THE MAHARAJA’S HUMAN RESOURCES: THE X FACTOR?

Air India has around 12,085 employees, including 8,084 permanent employees. Its arm Air India Express, on the other hand, has 1,434 employees.

The good news for them is that there will no sacking and the Tata Group has to retain all employees of Air India for one year. In the second year, if anyone is sacked, they will have to be paid VRS.

One of the persons cited above added, “The way I see it, the pilots and engineering crew of Air India are a valuable lot. You need a specific trained manpower who can fly long haul (double aisle planes) and the presence of these employees is a positive.”

Though there are critics who believe the employee base is surplus and assimilation will be challenging.
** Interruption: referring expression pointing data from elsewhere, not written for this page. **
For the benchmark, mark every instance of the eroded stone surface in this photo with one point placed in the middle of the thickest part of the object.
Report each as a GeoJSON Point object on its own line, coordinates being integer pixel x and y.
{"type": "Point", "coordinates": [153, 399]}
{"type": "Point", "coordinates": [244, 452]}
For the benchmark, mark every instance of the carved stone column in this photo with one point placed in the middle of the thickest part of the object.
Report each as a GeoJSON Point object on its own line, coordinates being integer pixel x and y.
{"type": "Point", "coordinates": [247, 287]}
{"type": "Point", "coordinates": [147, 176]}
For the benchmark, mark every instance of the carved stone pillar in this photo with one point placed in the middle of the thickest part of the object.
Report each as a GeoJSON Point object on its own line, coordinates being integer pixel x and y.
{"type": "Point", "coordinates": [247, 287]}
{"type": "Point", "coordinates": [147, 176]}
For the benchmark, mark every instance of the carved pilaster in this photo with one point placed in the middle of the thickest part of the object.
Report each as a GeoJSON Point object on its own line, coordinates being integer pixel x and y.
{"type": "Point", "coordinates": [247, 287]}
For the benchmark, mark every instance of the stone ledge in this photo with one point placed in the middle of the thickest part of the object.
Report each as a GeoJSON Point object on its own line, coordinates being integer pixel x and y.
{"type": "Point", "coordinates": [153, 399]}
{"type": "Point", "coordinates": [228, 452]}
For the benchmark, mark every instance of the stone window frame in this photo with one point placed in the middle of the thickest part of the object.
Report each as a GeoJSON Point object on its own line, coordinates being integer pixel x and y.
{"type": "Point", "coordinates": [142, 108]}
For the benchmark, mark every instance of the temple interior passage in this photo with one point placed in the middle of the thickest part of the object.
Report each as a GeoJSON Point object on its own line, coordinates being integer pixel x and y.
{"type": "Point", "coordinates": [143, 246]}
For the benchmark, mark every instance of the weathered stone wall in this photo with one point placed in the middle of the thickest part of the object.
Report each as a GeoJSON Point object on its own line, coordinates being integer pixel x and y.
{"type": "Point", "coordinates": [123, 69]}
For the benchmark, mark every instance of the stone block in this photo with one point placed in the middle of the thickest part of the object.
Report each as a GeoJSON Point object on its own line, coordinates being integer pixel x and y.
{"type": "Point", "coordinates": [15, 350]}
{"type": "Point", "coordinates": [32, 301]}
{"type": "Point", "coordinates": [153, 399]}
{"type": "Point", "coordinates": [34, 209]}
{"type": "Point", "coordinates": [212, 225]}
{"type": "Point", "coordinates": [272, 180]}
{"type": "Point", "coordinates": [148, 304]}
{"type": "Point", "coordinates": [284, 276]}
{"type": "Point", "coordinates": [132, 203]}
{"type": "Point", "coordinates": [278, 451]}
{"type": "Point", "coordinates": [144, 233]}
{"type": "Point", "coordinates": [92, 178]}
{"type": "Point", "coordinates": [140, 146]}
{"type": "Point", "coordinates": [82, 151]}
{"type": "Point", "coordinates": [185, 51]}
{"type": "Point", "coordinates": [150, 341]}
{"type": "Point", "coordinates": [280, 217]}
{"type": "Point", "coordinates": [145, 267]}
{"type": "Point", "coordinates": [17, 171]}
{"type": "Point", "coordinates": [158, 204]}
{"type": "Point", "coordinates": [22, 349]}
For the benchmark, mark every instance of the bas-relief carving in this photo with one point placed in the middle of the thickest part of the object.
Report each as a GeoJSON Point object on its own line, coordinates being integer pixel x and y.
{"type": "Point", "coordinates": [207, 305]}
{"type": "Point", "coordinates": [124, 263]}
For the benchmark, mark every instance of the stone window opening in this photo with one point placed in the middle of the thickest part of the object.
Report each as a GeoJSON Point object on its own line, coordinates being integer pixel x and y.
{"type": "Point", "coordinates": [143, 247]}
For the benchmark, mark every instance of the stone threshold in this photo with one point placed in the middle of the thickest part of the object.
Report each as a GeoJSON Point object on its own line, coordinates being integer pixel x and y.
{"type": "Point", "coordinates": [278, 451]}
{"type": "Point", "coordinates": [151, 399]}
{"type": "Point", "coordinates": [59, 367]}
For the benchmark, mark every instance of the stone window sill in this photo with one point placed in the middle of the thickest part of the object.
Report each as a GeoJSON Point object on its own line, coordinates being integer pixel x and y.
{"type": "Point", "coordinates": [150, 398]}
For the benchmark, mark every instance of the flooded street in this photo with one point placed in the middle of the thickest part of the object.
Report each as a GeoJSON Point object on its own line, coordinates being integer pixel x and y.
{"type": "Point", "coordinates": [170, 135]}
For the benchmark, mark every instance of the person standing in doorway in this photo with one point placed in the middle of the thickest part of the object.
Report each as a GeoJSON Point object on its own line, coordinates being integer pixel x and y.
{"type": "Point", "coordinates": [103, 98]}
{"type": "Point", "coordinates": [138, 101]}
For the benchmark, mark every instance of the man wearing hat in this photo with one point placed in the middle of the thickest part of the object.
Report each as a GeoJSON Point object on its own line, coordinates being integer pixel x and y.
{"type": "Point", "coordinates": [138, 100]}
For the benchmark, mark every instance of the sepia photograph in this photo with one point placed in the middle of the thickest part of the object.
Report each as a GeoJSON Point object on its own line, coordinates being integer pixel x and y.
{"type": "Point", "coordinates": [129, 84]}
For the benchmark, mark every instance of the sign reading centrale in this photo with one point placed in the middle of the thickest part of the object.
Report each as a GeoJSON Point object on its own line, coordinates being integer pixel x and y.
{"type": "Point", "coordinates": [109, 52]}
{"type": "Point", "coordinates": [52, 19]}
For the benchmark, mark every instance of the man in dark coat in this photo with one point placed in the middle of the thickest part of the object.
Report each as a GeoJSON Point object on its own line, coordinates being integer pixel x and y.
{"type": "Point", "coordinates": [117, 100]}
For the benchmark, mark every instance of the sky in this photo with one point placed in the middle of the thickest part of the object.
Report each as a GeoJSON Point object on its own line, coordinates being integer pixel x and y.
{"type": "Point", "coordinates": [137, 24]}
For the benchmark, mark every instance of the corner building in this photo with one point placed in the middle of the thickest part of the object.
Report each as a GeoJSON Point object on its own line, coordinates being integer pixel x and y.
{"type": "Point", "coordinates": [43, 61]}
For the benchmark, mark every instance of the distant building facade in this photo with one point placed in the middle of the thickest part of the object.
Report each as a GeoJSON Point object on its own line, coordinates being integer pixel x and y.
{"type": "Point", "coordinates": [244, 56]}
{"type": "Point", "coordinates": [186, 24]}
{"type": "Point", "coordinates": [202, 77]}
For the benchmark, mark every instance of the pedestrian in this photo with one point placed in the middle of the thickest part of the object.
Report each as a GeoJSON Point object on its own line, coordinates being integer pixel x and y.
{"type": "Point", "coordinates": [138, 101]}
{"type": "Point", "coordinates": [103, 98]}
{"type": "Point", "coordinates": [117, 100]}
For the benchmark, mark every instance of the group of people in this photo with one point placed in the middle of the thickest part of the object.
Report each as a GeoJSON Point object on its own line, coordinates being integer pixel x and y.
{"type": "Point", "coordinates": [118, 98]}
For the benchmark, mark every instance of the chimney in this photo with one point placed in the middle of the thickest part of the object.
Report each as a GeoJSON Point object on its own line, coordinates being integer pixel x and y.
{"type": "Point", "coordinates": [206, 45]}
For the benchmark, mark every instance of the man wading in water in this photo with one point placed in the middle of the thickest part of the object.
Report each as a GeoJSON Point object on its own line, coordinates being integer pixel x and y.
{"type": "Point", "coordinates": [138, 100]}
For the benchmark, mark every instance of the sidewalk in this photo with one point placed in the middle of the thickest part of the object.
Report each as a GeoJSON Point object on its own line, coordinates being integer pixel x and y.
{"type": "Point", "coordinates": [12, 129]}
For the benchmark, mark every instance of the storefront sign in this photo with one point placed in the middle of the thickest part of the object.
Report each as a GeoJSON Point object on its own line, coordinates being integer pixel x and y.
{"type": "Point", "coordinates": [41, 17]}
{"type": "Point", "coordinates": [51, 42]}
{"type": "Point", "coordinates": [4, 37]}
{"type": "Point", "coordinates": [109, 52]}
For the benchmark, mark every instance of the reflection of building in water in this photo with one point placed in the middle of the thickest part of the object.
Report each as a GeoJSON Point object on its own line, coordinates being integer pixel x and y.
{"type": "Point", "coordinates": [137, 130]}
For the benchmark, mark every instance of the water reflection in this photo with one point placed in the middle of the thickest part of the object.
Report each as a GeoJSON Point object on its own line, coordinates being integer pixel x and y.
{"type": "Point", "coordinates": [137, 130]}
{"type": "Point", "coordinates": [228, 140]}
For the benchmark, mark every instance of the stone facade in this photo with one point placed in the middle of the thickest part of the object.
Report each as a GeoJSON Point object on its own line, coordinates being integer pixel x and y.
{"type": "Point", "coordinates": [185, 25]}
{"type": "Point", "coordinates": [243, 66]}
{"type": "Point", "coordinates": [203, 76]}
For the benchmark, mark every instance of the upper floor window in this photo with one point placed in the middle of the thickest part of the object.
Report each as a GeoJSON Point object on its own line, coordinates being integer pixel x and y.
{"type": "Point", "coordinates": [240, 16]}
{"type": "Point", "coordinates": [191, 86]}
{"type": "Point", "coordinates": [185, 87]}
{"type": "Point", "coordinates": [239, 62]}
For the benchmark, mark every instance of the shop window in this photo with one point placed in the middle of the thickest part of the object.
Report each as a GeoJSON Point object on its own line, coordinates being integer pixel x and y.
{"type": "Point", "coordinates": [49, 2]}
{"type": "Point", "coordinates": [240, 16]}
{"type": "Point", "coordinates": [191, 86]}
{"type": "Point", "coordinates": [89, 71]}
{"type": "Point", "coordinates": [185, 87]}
Remember, the integration between Air India and Indian Airlines is still an unfinished task after so many years.

AIR INDIA SALE: THE COMPETITION FACTOR

According to note by research firm Elara Capital, “With majority stake in three domestic carriers – Vistara, Air Asia India and AI – the Tata Group’s airlines will cumulatively enjoy the second largest domestic market share at ~25%, after Interglobe Aviation (IndiGo) at ~60%.”

So is there a possibility that the deal may face scrutiny from the anti-monopoly watchdog—the Competition Commission of India?

Importantly, what are the parameters typically relied upon by the regulator in such deals in the aviation segment?

According to Vaibhav Choukse, Partner ( Competition Law) at law firm J Sagar Associates, “In airline mergers, the CCI would try to ensure continued competition on all routes affected by the merger/alliance. To examine airline mergers, the CCI uses internationally accepted ‘point of origin/point of destination’ (O&D) pair approach. According to this approach, every combination of a point of origin and a point of destination should be considered to be a separate market from the customer’s viewpoint. For example, Delhi to Dubai flight route would constitute a separate market and the CCI would see whether post the merger the combined entity faces enough competition. Hence, market shares will play an important role in this assessment. “

“If after examination, the CCI feels that there are competition concerns, they can impose a set of remedies that have the effect of making new entry possible as a condition for approval. However, where the network overlap is substantial, and economic benefits in relation to the harm to competition are rather low, prohibition of the transaction may be the only answer, in the absence of effective remedies,” the expert added.

A proposed acquisition of 24 percent of Jet Airways by Etihad was cleared by the CCI in 2013. It can give the green signal to such combinations if the same have no ‘appreciable adverse effect’ on competition. Under the norms, if the regulator fails to approve the deal within 210 days, or if it does not pass any order or issue any directions, then the combination is deemed to be approved.

Interestingly, in the past for specific PSU to PSU transactions in the banking and oil and gas sector, the government provided specific exemption from CCI approvals.

FINE, THE TATAS WON! BUT HAS THE SALE SOLVED THE GOVERNMENTS LIABILITIES?

It has to a certain extent, but definitely not entirely. As of August 31, 2021, the total debt of government owned Air India and its subsidiaries was a hefty Rs 61,562 crore.

So how much of this burden will be taken over by the Tatas? The debt component of the Tatas’ winning bid of Rs 18,000 crore was Rs 15,300 crore. Subtract this portion and the government is left with Rs 46,262 crore.

Now add the current liabilities of Rs 15,834 crore, which gives you a sum of Rs 62,096 crore.

At this stage, keep in mind, that the deal does not include non-core assets including land and building, valued at Rs 14,718 crore, which are to be transferred to the government’s.

Finally, from Rs 62,09 crore, deduct a combination of the cash consideration of the Tata bid ( Rs 2,700 crore) and the value of the non-core assets cited above (Rs 14,718 crore).

That finally gives you the number of Rs 44,678 crore. In other words, that is the impact on the government’s finances.

On the brighter side, the successful sale of Air India is bound to make private sector bidders confident and galvanie other disinvestment procedures which have been moving at a snail’s pace.